Hilafet kalsaydı diyen şaşkın arkadaşlarım, saltanatla birlikte kaldırılmadı zaten hilafet.
Önce monokrasi sona erdirildi ve İkinci Abdülmecit'in "Efendi" sıfatı ile anılması ve "Halife" olarak kalması kararlaştırıldı. Takip eden dönemde halen bulunduğu konumu kavramayan, bir devlet başkanı ve güç odağı gibi davranan Abdülmecit Efendi'nin ve haleflerinin gelecekte ikibaşlılık yaratabileceği düşüncesi savunularak bir süre sonra yeni bir kanunla hilafet de lağvedildi ve halifelik ve temsili yetkisi de TBMM'ye tahsis edildi.

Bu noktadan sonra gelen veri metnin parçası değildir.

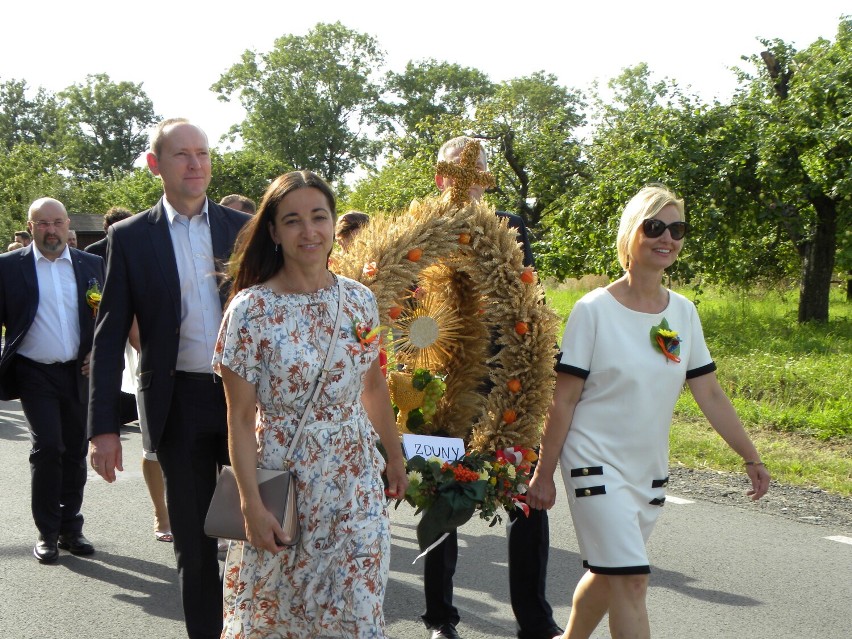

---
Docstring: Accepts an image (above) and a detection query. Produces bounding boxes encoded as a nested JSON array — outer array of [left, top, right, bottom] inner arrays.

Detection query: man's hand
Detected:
[[80, 351, 92, 377], [89, 433, 124, 483]]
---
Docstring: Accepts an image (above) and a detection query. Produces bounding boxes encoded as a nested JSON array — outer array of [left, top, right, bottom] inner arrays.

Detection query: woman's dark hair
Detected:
[[230, 171, 337, 298]]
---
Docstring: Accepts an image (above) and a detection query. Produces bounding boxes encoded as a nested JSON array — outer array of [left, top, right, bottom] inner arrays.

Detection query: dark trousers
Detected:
[[422, 509, 557, 639], [14, 356, 89, 539], [157, 375, 228, 639]]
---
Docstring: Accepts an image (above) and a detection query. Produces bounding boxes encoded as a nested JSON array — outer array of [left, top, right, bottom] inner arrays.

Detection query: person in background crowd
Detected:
[[89, 118, 251, 639], [0, 198, 104, 564], [527, 185, 769, 639], [86, 206, 174, 543]]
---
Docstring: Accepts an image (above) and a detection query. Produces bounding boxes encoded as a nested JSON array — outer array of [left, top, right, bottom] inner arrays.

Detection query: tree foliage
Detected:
[[59, 73, 159, 177], [212, 22, 384, 182], [0, 79, 59, 151], [734, 18, 852, 322]]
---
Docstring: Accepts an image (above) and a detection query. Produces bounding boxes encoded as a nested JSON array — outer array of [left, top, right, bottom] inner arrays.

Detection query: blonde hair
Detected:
[[615, 184, 685, 270]]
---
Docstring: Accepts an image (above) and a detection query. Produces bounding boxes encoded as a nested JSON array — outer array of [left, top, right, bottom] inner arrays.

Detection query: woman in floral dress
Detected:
[[214, 171, 407, 639], [527, 186, 769, 639]]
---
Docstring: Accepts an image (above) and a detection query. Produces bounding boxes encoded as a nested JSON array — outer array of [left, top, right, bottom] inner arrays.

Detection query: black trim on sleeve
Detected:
[[583, 559, 651, 575], [574, 486, 606, 497], [571, 466, 603, 477], [555, 362, 589, 379], [686, 362, 716, 379]]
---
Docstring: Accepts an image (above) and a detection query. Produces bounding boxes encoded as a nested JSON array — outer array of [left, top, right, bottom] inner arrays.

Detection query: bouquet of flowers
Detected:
[[396, 446, 537, 550]]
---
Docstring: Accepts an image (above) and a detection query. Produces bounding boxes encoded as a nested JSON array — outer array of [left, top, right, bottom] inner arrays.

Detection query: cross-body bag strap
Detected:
[[285, 277, 343, 462]]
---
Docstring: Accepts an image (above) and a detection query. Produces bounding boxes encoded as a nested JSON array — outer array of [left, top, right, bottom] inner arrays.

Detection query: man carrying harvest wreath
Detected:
[[422, 136, 562, 639]]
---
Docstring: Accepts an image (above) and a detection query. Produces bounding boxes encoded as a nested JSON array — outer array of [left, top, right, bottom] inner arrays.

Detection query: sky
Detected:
[[0, 0, 852, 145]]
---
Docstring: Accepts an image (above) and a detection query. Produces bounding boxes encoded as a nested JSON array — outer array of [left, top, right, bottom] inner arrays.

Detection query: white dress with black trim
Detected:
[[556, 288, 716, 575]]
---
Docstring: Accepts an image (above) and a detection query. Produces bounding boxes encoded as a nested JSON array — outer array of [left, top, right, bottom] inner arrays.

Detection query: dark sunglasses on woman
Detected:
[[642, 217, 689, 240]]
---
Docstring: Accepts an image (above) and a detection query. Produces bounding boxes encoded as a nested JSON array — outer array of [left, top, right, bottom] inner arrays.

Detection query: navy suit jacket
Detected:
[[88, 199, 251, 451], [0, 244, 104, 402], [84, 238, 107, 259]]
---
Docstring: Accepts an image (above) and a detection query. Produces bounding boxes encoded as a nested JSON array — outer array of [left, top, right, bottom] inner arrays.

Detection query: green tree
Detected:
[[471, 72, 585, 229], [208, 149, 293, 203], [0, 79, 59, 151], [0, 143, 66, 242], [735, 18, 852, 322], [59, 73, 159, 177], [211, 22, 384, 182], [379, 59, 495, 153], [65, 168, 163, 214]]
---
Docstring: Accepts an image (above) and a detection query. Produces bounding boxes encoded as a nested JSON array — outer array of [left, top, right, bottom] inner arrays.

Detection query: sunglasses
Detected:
[[642, 217, 689, 240]]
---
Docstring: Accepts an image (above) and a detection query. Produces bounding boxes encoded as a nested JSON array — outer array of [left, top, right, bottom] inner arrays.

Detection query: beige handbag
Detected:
[[204, 278, 343, 546]]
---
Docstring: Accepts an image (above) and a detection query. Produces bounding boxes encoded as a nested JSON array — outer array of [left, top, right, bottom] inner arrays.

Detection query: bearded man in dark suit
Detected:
[[0, 198, 104, 564], [89, 119, 250, 639]]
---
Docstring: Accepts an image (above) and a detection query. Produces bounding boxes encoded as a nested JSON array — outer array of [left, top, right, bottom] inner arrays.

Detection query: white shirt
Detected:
[[18, 243, 80, 364], [163, 197, 222, 373]]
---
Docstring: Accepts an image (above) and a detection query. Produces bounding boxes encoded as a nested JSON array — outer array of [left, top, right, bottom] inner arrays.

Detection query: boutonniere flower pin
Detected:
[[352, 321, 385, 348], [651, 317, 683, 364], [86, 277, 101, 317]]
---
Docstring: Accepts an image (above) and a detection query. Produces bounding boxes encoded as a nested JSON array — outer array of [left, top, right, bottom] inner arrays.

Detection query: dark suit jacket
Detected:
[[0, 244, 104, 402], [88, 199, 251, 451], [85, 238, 107, 260]]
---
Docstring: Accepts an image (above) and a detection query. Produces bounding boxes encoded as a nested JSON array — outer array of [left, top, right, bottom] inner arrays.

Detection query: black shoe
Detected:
[[33, 535, 59, 564], [430, 623, 461, 639], [518, 626, 565, 639], [59, 533, 95, 555]]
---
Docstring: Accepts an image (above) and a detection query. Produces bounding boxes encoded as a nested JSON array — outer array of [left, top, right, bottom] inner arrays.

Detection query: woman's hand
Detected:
[[385, 456, 408, 499], [746, 463, 771, 501], [243, 503, 284, 554], [527, 468, 556, 510]]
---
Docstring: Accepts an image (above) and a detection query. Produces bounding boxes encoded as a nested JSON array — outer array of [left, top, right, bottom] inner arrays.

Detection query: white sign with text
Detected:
[[402, 434, 464, 461]]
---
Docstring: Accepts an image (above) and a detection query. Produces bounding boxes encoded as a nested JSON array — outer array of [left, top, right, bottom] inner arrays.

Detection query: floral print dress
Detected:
[[213, 276, 390, 639]]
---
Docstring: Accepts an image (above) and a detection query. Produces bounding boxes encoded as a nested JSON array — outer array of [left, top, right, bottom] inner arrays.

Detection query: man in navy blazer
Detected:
[[89, 119, 250, 639], [0, 198, 104, 563]]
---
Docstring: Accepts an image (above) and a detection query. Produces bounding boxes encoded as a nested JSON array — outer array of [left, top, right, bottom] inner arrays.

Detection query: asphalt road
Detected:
[[0, 402, 852, 639]]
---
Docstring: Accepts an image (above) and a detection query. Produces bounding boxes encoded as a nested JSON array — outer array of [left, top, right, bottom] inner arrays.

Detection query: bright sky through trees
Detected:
[[0, 0, 852, 143]]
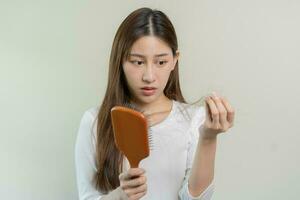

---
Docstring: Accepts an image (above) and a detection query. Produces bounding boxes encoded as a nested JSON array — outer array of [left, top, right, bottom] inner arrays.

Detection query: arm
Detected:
[[179, 108, 215, 200], [188, 134, 217, 196]]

Kaldı ki, hilafet, ruhban sınıfının bulunmadığı İslam'ın dünyasında politik bir güçtü, halifeler devlet başkanı sıfatı ve gücü de taşıyorlardı ve gücün mecliste kalması, halifeliğin ruhani bir konum alması gibi bir durum da pratikte pek mümkün değildi.
Buraya kadar tarihçilerin birleştiği bir kanıyı aktardım, devamı benim görüşlerim.

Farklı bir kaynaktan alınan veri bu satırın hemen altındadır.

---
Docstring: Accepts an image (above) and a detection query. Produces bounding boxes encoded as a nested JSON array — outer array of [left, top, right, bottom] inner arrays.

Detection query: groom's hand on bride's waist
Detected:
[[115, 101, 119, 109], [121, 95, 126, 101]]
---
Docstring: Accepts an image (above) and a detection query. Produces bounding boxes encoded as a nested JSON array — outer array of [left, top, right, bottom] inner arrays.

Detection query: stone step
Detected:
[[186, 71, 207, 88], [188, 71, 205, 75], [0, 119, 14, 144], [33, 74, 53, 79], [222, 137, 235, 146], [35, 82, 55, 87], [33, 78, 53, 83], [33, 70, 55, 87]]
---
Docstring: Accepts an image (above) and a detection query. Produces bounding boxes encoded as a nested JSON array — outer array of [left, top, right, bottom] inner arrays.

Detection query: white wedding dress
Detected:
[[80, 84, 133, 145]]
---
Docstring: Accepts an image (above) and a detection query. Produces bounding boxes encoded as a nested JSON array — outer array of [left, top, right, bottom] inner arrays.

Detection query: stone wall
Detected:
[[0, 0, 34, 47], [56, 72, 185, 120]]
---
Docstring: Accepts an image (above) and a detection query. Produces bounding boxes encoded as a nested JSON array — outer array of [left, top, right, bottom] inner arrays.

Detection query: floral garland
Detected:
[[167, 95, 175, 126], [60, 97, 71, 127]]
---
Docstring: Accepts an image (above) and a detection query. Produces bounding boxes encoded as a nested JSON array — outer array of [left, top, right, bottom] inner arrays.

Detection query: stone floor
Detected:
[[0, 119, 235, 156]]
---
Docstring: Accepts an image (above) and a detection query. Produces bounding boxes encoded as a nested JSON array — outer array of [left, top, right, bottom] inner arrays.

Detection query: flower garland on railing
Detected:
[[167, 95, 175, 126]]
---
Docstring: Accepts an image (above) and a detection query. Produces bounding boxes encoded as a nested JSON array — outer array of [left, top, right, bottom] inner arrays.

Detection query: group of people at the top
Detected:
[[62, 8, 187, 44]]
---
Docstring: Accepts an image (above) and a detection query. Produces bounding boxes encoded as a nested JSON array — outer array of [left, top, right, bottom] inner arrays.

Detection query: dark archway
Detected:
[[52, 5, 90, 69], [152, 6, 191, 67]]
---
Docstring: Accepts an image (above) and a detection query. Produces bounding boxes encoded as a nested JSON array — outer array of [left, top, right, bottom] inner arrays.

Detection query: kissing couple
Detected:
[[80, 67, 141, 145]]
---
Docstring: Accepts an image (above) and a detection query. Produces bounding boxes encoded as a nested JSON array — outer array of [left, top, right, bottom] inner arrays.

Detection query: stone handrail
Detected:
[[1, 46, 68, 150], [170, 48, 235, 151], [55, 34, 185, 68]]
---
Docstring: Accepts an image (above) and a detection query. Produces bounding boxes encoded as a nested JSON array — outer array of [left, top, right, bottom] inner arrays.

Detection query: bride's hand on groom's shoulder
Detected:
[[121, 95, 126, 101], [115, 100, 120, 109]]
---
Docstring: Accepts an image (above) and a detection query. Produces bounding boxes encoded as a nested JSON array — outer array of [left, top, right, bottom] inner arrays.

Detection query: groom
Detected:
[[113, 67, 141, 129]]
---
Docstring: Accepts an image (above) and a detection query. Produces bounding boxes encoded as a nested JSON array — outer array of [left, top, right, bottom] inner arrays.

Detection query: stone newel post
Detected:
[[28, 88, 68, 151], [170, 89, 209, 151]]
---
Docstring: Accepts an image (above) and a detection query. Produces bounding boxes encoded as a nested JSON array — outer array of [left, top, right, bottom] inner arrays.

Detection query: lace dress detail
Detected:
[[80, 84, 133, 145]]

Tarihi ve estetik kaygılarla saltanatı koruyabilirdik, evet. Kaldı ki I. ve II. Meşrutiyet ile o yola, demokratik monarşi yoluna girmiştik. Özellikle Kanun-u Esasi'nin 1908'de geçirdiği değişiklikler ile Padişah'ın yetkileri oldukça kısıtlanmıştı, Anadolu'daki vilayetlerde yıllardır bazı meselelerde seçimlerle kararlar alınıyordu, dolayısı ile kargaşadan uzak bir süreç yaşayabilse, Padişah'ın yetkilerinin daha da kısıtlanabileceği ve günümüzde gördüğümüz bazı örneklere yaklaşmamız olası görülebilirdi. Lakin, zaman zaman "Madem korunmaları gerekiyordu, korusalardı kendilerini. Osmanlı ailesini "Osmanlı İmparatorluğu"nun başına getiren de, güzelim devletin yılılmasını da sağlayan onlar. Yıkıldı gitti koca imparatorluk, biz de kalıntılarından yeni, demokratik, laik mis gibi bir ülke kurduk. İyi böyle, eşelemeye çok da gerek yok." diye biraz çocukça, biraz da kolaycı bir görüşe kendimi kaptırıyorum, yalan yok.
dipnot: "şaşkın" lafını muhabbetimize dayanarak kullanıyorum, kimsenin kalbini kırma niyetinde değilim. Alınan olursa lütfen bi' mesaj çakıverin, silip atayım. Tartıştığımız, fikir alışverişi yaptığımız insanlardan değerli değil ya?